A diagnosis comes
Swiftly
Harshly
Stalling our
engines
Leaving us adrift
Spiraling down
Forcing us into
The fight for our
life
As we crash
Flooding our psyche
with
All that was
All that is
All that we want to
be
Clarity
The gift of the
wreckage
Freedom
The constant
As we are liberated
Knowing who we
truly are
And the privilege
it is to be alive
On our darkest days
On our most
triumphant days
Our heart remembers
It is all good
Clapping
Singing
Celebrating
LIFE.
I
have observed myself saying in numerous conversations: Your
life is worth fighting for. These
are not terminally ill people, diagnosed with a disease which leaves them
fighting for their life day in and day out, hoping and praying that they will
beat the odds, doing whatever they must to stay here on this earth as they
fully understand the gift of life. These
are people who have forgotten that they have choices to do things differently,
to fly out of the cage door that they believe holds them captive not seeing
that the cage door is always open; forgetting they are the captor and the
liberator both.
Recalling
some events of my life to friends who didn’t know me in my most destructive
times, I shared how I began fantasizing about how I could kill myself not
wanting to live the way I was living.
Then, a grace blew through me, showing me that my life was worth
fighting for; and just as I had visualized ways of ending my life, I could use
this very tool to imagine the possibilities, to create a life that would
nourish my soul. The clarity that came forward
giving me a higher perspective, making known to me that I possessed the power
within me to move mountains and the only mountain to move was actually me began
my journey into living consciously, joyously and gratefully come what may.
Since
my earliest days on this earth, I was obsessed with death, worrying about my
own death and the death of others who I loved, people from my community as well
as strangers on the evening news and in the paper; the death of birds I found
on the sidewalk or squirrels on the road.

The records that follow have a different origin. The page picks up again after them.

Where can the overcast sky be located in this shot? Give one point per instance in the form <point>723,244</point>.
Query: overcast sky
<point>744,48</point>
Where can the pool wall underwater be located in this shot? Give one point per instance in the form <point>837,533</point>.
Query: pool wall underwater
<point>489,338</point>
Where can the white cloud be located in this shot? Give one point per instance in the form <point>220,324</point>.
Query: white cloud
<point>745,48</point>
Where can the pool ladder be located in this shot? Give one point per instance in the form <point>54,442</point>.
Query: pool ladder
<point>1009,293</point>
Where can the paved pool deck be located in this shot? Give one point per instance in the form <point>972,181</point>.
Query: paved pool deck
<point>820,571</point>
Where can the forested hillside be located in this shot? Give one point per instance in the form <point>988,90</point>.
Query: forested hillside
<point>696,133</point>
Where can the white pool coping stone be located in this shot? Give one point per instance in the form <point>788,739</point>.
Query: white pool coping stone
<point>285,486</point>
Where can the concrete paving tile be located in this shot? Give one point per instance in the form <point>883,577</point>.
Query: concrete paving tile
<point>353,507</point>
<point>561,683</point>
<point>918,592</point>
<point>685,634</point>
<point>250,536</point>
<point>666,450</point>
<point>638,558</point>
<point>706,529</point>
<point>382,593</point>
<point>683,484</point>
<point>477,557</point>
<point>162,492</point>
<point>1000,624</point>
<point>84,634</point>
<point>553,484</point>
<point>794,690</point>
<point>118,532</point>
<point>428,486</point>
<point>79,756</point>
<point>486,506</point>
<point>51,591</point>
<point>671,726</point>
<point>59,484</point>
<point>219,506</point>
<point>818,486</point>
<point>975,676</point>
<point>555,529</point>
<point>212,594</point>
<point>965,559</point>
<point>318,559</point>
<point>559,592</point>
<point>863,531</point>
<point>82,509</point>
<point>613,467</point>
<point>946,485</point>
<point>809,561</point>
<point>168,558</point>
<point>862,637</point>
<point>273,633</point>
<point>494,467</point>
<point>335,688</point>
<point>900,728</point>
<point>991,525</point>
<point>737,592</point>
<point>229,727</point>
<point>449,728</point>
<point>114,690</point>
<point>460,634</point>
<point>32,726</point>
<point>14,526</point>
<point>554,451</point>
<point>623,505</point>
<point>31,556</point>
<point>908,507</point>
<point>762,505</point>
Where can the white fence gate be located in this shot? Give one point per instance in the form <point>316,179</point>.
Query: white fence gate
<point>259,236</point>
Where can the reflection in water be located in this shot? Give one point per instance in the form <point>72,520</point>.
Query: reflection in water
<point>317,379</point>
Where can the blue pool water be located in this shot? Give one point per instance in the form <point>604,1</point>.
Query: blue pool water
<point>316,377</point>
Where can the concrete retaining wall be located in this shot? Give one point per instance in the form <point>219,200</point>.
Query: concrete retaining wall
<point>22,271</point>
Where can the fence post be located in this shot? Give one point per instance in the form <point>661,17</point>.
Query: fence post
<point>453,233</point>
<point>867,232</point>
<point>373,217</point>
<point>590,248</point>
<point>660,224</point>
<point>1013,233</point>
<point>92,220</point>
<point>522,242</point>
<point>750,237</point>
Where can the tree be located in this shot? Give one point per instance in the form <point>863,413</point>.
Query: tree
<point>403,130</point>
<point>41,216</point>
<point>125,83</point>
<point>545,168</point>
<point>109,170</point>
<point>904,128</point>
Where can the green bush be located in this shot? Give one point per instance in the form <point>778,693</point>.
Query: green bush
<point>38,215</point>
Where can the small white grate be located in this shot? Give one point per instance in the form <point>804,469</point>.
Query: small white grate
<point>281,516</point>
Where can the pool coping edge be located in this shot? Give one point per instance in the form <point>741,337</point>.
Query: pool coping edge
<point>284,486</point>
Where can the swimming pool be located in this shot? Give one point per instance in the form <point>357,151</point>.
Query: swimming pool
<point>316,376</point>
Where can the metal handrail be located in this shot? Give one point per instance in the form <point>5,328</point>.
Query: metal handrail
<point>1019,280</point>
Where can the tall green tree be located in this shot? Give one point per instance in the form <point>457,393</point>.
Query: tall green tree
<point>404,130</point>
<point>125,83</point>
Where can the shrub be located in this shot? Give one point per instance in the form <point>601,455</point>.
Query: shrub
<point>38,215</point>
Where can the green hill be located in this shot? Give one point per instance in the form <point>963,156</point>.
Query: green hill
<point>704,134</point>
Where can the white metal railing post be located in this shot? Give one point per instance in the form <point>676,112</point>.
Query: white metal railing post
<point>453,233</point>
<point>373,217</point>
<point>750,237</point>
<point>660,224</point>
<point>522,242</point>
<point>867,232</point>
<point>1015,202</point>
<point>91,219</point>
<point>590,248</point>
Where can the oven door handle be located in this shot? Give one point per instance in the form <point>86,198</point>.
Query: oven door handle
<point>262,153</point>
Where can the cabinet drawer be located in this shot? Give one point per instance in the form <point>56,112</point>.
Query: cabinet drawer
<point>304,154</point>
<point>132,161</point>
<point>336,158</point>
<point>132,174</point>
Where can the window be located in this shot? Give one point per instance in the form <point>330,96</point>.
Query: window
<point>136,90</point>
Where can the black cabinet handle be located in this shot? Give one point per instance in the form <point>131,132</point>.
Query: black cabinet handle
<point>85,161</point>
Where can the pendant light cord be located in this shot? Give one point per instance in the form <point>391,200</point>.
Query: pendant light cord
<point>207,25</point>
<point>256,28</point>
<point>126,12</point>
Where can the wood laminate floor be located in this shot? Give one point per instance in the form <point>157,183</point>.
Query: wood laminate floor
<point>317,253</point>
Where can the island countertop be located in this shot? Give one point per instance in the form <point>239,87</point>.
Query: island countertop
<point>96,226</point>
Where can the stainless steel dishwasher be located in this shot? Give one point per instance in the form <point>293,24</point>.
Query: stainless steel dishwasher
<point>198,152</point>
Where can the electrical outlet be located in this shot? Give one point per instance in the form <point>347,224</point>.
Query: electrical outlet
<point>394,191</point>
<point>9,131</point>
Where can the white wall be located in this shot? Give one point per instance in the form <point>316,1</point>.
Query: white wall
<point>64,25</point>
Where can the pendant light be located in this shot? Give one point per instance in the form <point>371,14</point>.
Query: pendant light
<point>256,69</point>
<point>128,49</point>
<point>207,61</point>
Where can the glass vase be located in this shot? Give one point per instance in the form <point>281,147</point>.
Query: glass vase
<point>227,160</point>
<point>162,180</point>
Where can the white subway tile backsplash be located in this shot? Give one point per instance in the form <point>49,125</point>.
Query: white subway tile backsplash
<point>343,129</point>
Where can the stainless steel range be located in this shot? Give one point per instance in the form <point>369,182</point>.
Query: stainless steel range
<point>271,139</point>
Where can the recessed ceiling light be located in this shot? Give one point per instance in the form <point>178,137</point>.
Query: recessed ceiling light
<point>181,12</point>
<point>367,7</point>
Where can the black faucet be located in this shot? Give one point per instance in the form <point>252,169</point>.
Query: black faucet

I had a recurring dream about Nazis holding me captive, torturing me
until they mercifully killed me in the gas chamber. These dreams terrified me as a child, but I
now see that my subconscious mind was showing me that life is a liberation
walk, choice by choice, day by day until our last breath. There are things in life that suck which we
will do anything to avoid, feeling tortured and even wishing the pain would end
– on some level wanting to die but ultimately, not wanting to live the kind of
hell we are experiencing. The intensity
of this space takes us into another gear, the depths of who we truly are, the limitlessness
of the soul. This is a grace so fierce
it forces us to fight for our life, to walk through that which we have run
from.
The
invitation this day is to not wait for some diagnosis, some terminal disease to
see that your life is worth fighting for.

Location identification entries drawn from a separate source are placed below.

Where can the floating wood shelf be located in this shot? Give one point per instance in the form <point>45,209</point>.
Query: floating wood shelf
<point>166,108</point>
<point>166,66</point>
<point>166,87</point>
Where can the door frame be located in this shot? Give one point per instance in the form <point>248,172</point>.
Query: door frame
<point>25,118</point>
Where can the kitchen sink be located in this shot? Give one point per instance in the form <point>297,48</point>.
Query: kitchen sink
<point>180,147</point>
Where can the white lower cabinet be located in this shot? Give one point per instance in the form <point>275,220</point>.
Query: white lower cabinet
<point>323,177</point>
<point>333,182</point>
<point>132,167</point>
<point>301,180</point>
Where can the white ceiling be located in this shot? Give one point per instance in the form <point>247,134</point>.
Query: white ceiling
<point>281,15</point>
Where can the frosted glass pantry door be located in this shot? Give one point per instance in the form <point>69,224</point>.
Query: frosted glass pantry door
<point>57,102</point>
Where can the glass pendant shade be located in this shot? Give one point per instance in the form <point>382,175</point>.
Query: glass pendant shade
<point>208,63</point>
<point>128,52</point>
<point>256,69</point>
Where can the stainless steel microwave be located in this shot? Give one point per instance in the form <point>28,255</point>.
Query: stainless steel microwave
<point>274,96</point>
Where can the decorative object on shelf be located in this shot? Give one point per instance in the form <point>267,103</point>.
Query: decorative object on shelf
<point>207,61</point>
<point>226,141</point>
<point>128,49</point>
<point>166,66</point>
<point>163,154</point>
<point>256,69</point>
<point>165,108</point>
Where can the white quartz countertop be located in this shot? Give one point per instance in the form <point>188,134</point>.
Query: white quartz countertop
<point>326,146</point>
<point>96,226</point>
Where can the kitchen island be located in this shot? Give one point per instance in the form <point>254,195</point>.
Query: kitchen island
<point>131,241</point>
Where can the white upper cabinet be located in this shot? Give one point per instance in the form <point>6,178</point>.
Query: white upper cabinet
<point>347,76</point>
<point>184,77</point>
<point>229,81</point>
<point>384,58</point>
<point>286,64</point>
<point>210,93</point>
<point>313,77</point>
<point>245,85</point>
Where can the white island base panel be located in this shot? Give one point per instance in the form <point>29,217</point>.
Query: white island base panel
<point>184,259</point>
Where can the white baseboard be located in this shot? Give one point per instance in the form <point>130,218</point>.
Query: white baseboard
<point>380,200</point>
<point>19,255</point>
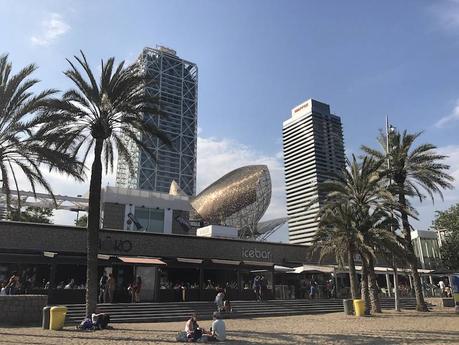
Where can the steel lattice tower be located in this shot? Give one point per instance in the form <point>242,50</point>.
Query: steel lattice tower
<point>177,87</point>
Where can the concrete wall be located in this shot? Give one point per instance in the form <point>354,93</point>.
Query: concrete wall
<point>19,237</point>
<point>22,309</point>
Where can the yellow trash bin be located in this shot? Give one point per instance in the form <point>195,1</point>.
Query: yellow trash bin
<point>57,318</point>
<point>359,307</point>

Do what you must this day to bring more joy, more peace, more love into
your life. Hold the intention to love
your life knowing it is possible and it is the greatest act of service to your
Self and humanity. Fight through old
patterns and beliefs that keep you imprisoned.
Dismiss all that violates the truth of who you are – all that strips you
of the beauty and abundance that is. Fight the good fight with a heart wide
open to the miracles of this day available to you and to all. LOVE BIG!